PostgreSQL Expression Index Syntax
To create an expression index, follow this syntax:
CREATE INDEX index_name
ON table_name ( (expression) );
Explanation:
- The syntax for creating an expression index is basically the same as creating a normal index, except that the column names are replaced by expressions.
- Expressions are generally enclosed in parentheses. If the expression is just a function call, parentheses can be omitted.
- The
index_name
is the index name.

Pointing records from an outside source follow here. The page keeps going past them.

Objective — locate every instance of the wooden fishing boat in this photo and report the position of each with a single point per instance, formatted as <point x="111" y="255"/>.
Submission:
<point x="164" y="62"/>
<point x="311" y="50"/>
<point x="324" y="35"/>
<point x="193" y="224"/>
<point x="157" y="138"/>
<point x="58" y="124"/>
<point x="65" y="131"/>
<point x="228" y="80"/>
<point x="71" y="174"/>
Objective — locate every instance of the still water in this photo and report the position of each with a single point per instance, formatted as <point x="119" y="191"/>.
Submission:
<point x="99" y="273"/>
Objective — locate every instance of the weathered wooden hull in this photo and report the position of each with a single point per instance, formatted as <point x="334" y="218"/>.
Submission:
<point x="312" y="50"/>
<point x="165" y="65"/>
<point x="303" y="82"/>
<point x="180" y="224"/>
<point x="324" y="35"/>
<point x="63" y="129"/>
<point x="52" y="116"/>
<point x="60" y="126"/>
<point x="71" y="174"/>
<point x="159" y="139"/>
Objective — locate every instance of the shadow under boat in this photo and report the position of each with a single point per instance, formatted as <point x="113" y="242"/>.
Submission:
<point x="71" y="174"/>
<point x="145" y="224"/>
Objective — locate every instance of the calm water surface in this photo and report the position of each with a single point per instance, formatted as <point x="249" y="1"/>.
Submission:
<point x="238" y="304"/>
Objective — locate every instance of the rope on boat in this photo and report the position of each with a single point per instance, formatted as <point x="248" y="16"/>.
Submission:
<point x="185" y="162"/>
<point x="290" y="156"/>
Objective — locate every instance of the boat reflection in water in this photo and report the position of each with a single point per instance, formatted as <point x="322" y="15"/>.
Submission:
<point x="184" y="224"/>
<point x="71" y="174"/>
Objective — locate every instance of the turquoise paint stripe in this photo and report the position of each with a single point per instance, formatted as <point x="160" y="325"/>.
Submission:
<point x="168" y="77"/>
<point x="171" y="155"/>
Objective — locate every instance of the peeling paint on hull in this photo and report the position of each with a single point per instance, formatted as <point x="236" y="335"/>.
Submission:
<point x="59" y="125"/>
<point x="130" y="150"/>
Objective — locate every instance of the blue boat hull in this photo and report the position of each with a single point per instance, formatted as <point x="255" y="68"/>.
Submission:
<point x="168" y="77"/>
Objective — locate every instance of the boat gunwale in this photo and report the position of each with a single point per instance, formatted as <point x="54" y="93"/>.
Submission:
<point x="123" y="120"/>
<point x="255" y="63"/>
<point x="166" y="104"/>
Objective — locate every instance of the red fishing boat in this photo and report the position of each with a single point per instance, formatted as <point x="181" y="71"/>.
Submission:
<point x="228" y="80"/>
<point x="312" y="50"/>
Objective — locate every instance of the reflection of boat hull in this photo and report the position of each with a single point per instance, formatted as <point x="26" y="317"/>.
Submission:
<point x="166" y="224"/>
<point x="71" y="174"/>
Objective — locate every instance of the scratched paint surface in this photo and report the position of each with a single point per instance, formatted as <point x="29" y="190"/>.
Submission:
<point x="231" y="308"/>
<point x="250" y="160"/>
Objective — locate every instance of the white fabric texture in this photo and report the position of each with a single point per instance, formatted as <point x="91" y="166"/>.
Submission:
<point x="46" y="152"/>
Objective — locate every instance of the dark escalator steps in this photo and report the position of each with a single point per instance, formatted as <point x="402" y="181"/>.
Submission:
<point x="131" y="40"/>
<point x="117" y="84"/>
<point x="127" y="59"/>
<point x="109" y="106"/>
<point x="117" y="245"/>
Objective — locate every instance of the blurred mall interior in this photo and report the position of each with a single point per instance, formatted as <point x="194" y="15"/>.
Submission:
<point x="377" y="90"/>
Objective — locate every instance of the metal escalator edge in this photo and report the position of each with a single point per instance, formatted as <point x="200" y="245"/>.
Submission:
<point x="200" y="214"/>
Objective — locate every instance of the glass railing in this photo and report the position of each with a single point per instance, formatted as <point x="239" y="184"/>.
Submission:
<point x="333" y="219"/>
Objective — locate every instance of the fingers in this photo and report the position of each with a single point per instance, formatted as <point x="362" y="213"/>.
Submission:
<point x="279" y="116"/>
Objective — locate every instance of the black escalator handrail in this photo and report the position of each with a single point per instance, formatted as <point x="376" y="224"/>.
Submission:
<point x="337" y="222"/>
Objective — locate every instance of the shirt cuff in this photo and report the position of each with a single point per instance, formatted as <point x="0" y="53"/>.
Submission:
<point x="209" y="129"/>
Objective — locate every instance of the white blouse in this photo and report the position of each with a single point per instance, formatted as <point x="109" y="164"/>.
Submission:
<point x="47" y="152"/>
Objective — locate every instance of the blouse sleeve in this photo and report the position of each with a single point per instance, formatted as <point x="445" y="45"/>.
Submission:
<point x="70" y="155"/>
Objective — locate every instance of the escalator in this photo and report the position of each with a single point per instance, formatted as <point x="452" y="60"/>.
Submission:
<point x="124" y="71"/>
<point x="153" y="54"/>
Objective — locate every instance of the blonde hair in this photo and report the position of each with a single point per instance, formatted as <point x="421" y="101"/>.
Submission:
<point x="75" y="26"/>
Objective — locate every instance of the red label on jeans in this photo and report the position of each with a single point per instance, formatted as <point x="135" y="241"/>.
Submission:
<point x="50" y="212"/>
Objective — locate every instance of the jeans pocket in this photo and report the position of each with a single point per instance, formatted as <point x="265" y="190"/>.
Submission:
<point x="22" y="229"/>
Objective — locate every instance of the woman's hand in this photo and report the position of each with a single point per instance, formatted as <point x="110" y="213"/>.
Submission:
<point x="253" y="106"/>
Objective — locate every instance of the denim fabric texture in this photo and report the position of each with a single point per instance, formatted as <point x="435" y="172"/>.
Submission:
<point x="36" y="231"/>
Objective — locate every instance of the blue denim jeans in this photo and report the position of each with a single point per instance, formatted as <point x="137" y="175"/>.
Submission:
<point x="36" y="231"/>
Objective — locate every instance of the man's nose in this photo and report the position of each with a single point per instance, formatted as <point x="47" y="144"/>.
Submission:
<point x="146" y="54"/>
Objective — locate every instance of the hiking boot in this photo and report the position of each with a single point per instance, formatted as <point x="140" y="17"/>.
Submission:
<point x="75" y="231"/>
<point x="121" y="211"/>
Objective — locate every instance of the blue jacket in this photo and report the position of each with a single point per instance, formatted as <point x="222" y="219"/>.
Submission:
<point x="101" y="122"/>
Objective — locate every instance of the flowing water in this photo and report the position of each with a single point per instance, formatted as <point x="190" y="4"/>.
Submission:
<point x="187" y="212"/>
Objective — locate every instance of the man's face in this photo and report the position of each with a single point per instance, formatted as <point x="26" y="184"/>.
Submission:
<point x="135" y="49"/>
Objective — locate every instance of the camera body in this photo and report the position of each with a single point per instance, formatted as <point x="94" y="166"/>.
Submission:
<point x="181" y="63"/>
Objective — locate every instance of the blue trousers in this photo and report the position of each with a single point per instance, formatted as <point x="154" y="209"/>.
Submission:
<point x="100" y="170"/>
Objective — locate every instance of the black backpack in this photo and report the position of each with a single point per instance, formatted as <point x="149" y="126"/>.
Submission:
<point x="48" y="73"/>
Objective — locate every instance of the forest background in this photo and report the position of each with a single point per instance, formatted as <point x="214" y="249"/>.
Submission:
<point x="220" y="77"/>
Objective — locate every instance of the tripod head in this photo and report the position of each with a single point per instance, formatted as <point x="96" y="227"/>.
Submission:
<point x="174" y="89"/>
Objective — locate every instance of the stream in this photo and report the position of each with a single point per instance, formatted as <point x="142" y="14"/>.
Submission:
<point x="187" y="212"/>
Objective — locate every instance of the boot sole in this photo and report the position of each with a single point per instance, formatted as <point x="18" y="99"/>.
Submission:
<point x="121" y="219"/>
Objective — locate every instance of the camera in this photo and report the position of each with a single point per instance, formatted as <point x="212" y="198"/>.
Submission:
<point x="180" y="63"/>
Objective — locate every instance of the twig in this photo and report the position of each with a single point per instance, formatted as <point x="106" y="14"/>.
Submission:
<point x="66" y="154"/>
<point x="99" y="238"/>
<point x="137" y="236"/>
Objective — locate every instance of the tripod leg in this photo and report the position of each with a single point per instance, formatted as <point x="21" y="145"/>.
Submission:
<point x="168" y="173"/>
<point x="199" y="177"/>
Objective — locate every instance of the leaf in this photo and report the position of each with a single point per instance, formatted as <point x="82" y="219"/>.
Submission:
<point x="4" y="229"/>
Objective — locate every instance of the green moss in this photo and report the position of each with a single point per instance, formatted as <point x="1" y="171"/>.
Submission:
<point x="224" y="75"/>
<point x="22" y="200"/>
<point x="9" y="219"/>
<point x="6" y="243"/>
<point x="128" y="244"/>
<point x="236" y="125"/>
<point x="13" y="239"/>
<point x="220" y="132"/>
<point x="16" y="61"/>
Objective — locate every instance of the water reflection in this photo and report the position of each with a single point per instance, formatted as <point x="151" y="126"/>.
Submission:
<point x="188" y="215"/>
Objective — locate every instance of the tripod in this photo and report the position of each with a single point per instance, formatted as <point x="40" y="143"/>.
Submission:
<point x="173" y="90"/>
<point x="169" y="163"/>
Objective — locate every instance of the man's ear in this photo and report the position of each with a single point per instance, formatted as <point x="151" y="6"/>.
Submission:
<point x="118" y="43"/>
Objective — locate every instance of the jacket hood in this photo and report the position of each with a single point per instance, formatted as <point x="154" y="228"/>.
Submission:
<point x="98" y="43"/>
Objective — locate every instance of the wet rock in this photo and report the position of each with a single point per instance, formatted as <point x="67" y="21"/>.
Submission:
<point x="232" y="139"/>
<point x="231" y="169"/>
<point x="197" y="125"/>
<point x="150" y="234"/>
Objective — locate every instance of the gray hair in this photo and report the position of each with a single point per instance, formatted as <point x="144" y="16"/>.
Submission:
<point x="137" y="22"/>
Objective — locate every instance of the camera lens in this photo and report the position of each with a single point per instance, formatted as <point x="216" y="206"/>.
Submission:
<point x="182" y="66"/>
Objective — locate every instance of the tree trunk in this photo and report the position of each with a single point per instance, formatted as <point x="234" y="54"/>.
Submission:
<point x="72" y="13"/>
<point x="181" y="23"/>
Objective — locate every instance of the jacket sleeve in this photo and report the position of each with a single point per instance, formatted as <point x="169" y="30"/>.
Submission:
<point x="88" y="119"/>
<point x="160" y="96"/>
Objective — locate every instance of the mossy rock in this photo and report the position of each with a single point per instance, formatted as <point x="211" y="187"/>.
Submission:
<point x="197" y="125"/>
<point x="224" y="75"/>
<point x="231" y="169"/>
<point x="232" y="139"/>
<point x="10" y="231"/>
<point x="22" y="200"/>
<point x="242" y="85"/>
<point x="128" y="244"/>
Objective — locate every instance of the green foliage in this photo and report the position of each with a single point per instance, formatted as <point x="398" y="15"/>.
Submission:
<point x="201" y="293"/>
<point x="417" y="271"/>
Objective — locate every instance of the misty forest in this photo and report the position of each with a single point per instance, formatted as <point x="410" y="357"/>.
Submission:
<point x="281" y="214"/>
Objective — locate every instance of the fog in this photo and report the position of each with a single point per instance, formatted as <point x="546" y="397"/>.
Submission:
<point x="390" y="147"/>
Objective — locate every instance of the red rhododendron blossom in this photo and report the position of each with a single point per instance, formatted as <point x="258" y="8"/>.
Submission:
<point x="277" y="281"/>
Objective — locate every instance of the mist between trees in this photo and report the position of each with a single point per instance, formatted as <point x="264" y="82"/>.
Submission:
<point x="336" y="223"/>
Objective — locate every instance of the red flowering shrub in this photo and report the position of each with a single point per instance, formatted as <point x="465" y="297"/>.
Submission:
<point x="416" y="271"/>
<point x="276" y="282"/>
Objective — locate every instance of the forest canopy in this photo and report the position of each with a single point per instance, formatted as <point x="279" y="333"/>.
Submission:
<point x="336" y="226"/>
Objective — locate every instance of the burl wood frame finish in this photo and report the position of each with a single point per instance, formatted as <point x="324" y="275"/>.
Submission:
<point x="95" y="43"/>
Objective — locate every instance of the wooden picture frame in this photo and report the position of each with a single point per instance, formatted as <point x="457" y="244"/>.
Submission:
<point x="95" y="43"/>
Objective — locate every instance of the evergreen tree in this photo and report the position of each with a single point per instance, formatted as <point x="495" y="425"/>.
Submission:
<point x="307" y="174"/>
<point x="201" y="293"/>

You can skip the index name and PostgreSQL will automatically generate one.
Once an index expression is defined, PostgreSQL will consider the index when the expression defining the index appears in a WHERE
clause or ORDER BY
clause of an SQL statement.
PostgreSQL Expression Index Examples
The following demonstrates PostgreSQL expression indexes with the customer
table from PostgreSQL Sakila sample database.
The following is a partial definition of the customer
table:
Table "public.customer"
Column | Type | Collation | Nullable | Default
-------------+-----------------------------+-----------+----------+-----------------------------------------------
customer_id | integer | | not null | nextval('customer_customer_id_seq'::regclass)
store_id | smallint | | not null |
first_name | character varying(45) | | not null |
last_name | character varying(45) | | not null |
email | character varying(50) | | |
address_id | smallint | | not null |
activebool | boolean | | not null | true
create_date | date | | not null | 'now'::text::date
last_update | timestamp without time zone | | | now()
active | integer | | |
Indexes:
"customer_pkey" PRIMARY KEY, btree (customer_id)
"idx_fk_address_id" btree (address_id)
"idx_fk_store_id" btree (store_id)
"idx_last_name" btree (last_name)
...
There is a B-tree index idx_last_name
defined on the last_name
column. The following EXPLAIN
statement shows that PostgreSQL uses the idx_last_name
index when quering rows with last name Adam
from the customer
table:
EXPLAIN
SELECT * FROM customer
WHERE last_name = 'Adam';
QUERY PLAN
-------------------------------------------------------------------------------
Index Scan using idx_last_name on customer (cost=0.28..8.29 rows=1 width=70)
Index Cond: ((last_name)::text = 'Adam'::text)
(2 rows)
However, when looking for customers with adam
lowercase, PostgreSQL cannot make use of the index for the lookup:
EXPLAIN
SELECT * FROM customer
WHERE LOWER(last_name) = 'adam';
QUERY PLAN
----------------------------------------------------------
Seq Scan on customer (cost=0.00..16.98 rows=3 width=70)
Filter: (lower((last_name)::text) = 'adam'::text)
(2 rows)
In order to improve the query efficiency of the LOWER()
function, you can define an index expression like this:
CREATE INDEX ON customer(LOWER(last_name));
Now, look at the execution plan of the above statement again,
EXPLAIN
SELECT * FROM customer
WHERE LOWER(last_name) = 'adam';
QUERY PLAN
---------------------------------------------------------------------------------
Bitmap Heap Scan on customer (cost=4.30..10.83 rows=3 width=70)
Recheck Cond: (lower((last_name)::text) = 'adam'::text)
-> Bitmap Index Scan on customer_lower_idx (cost=0.00..4.30 rows=3 width=0)
Index Cond: (lower((last_name)::text) = 'adam'::text)
(4 rows)
You will notice that the PostgreSQL optimizer uses indexes.
Conclusion
PostgreSQL allows you to create indexes on expressions based on one or more columns in a table, which are called expression indexes.